In the time it takes you to read this sentence, the volume of data in existence worldwide – both public and private -- will have grown by more than the volume of data contained in all of the books ever written. On YouTube alone, 35 hours of video are uploaded every minute. Unstructured data is growing at a rate of 80% year-on-year.
Data storage has become a major business issue as more of us live our lives online, as companies large and small capture massive volumes of customer information, and as the regulatory framework around data retention tightens.

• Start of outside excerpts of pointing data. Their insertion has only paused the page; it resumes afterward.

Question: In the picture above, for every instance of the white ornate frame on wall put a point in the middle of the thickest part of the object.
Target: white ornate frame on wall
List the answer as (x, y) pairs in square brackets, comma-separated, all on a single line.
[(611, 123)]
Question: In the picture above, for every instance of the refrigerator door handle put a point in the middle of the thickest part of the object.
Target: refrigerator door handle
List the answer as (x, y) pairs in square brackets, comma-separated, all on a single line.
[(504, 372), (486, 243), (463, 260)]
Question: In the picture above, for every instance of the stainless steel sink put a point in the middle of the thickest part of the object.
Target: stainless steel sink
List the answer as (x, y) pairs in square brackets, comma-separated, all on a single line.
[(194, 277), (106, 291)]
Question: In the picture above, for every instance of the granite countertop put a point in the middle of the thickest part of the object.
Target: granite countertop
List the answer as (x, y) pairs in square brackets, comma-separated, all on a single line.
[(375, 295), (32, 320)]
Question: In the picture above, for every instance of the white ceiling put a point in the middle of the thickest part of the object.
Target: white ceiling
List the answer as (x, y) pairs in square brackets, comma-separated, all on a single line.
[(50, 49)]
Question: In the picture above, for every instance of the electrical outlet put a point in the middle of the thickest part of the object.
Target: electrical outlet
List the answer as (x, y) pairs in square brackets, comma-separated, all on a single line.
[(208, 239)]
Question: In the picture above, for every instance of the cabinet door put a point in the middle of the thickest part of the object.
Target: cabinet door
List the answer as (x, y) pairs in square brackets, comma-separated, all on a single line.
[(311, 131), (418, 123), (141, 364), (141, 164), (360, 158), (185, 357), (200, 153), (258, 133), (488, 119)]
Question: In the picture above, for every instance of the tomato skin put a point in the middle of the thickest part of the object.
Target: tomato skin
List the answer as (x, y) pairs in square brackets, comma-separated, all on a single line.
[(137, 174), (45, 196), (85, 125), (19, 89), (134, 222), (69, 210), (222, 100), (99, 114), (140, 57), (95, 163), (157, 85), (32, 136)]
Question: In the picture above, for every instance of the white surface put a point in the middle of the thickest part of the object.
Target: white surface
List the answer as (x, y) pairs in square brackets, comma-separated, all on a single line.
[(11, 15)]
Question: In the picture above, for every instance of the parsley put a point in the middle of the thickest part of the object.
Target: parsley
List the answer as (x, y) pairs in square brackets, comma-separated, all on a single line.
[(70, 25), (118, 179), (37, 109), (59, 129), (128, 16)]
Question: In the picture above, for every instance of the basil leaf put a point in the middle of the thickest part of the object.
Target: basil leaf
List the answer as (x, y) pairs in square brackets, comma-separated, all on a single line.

The benefits of capturing and securely analyzing data should be obvious to all, yet according to a recent IDC report less than 1% of data is analyzed and more than 80% of it remains unprotected. Put simply, big data is too big for all but the largest companies. Traditional storage models are not scalable enough, while the processing power required to quickly make sense of an almost limitless cache of potentially useful information is beyond all but those with the deepest pockets.
To illustrate, nearly 19 million results turn up if you Googe “big data.” Assuming it takes your browser about five seconds to open each link, that’s over 26,000 man-hours to briefly glimpse each page, never mind take in, analyze and act upon the contents in an intelligent way that benefits your business.
This should put into some sort of context the scale of the task of applying big data logic to both public and private sources. That is, to create a large-scale elastic architecture for data-as-a-service (LEADS) that businesses can use to mine and analyze data published on the entire public web.
The objective of LEADS is to build a decentralized DaaS framework that runs on an elastic collection of micro-clouds. LEADS will provide a means to gather, store, and query publicly available data, as well as process this data in real-time.